Come Celebrate with me! Raven's Haven Patterns is 6 years old today! To celebrate I'm releasing a free pattern for all of you. Merrie Mouse is a part of my Early Cupboard collection. To receive Merrie just send a SASE to me and enjoy her!



Also I am releasing 2 new patterns for spring!There are more coming soon. In the meantime, meet Daisy. She is a part of my "Picks A Winner" series and sure to capture a smile.

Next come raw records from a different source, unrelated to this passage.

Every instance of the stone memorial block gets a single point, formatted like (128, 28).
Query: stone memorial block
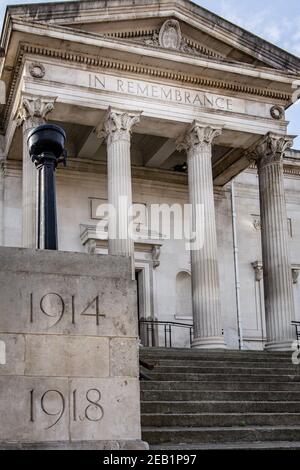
(69, 375)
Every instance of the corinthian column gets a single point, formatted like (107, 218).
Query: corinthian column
(32, 112)
(204, 256)
(278, 284)
(117, 132)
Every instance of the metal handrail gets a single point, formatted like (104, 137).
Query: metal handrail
(168, 325)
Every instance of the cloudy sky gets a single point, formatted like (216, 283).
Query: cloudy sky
(278, 21)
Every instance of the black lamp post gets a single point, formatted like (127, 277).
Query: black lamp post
(46, 144)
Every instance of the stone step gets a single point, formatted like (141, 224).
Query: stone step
(179, 435)
(213, 395)
(227, 370)
(189, 377)
(182, 354)
(267, 445)
(220, 419)
(210, 406)
(225, 363)
(221, 386)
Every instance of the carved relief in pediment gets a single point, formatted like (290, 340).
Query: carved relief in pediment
(169, 36)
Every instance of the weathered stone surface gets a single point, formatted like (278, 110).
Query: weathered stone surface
(14, 354)
(77, 445)
(22, 400)
(67, 356)
(67, 322)
(123, 357)
(105, 409)
(55, 294)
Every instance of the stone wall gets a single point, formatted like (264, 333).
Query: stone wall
(69, 372)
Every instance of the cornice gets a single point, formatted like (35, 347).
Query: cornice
(137, 69)
(194, 15)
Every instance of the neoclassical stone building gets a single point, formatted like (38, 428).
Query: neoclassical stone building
(165, 103)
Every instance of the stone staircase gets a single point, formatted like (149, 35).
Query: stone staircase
(216, 400)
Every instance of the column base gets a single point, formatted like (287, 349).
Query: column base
(281, 346)
(213, 342)
(75, 445)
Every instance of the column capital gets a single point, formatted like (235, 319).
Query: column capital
(270, 149)
(198, 134)
(117, 125)
(34, 109)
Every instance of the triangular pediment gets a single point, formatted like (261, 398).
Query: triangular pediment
(201, 32)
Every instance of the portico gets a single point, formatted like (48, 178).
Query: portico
(140, 98)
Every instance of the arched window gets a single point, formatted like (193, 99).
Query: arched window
(183, 295)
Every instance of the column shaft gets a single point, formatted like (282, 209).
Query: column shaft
(117, 131)
(278, 284)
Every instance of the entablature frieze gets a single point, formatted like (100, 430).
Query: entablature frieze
(141, 72)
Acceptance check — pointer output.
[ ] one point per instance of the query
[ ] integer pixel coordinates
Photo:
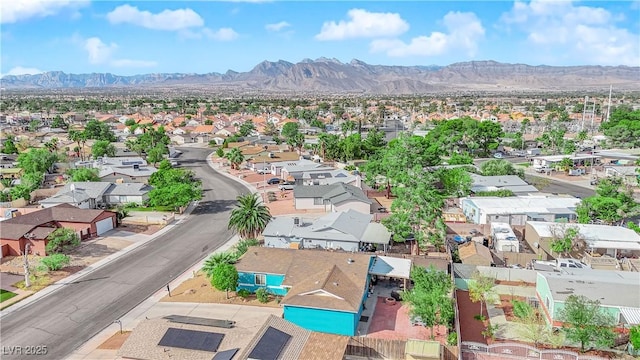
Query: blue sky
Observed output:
(125, 38)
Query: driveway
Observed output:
(68, 317)
(7, 280)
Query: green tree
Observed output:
(9, 147)
(62, 240)
(37, 160)
(586, 322)
(246, 128)
(289, 130)
(55, 262)
(225, 277)
(216, 259)
(220, 152)
(250, 216)
(101, 148)
(235, 157)
(481, 288)
(155, 154)
(84, 174)
(429, 298)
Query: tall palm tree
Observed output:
(250, 216)
(217, 259)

Finally, there is Louis. Now, Louis is a long ago inspiration. I found him in a pile of sketches marked 2001. Although I didn't formally make him until this week, you can see that he inspired my first Gertie the Witch.
March is National Craft month and what better way to celebrate then by enjoying some new friends! If you would like Daisy or Louis and would like to use PayPal, please send payment to snoraven@hotmail.com. They are 9.50 each, or both for 18.00. I will also include a Merrie Mouse with your order. If you would like to send a check, money order or your SASE for Merrie, you may send it to:
Stacey Mead
PO Box 165
Granville, NY 12832
*don't forget to make a note or leave a message telling me which friend that you would like to make.
Enjoy Spring everyone and have a wonderful time creating!




Wednesday, March 11, 2009

A Woman's Simple Joys


The days here are always full and always busy. Balancing caretaker for two and Mother are both full time tasks now. My girls have always been helpful and have learned to help care for others. In many ways, older than their years. I try to balance it all out for them and give them plenty of time with their cousins and family, they need to have the closeness and memories that will be cherished through their lives.
I am fortunate that I can do what I love, even in doing what I need. Sometimes it is difficult to have enough time to complete the tasks of a business as timely as I'd like, or draw when my head is bursting with ideas. On difficult days, I hold dear what draws me. I love the times of old. I can spend hours in a cemetery reading old time worn stones, but I am needed more at home and just can't take off when the girls are at school. Now, I watch time period movies looking beyond the actors or stories and into the furniture, paint or clothing design. I embrace my tintype and cabinet card collection. I try to fit in fifteen minutes of drawing everyday, no matter what; even so far as to draw in the Emergency Room. I do all of this knowing that life is always about changes. To everything there is always a season. My parent's won't live forever; the girls will be on their way, living their own lives soon and I will do things that I haven't always been able to do. I will be able to decorate my home and furnish it with things I've collected and cherished over the years. I can paint walls and make paintings on them if I wish. The days may be quieter in some regards, but I will always have the art that has been my constant companion for most of my life.
I hold these busy days close to my heart now and very dear, knowing that I am making memories to keep with me when a season passes. I do this knowing that we as women have always done this. We are nurturers and caretakers by nature. Even when daily living was much harder, women would take time in their day, often by candle light and decorate their lives. It could be fancy stitching on a dress or perhaps hooking a rug that would serve a purpose. Some things we cannot change, but we can embrace our simple joys.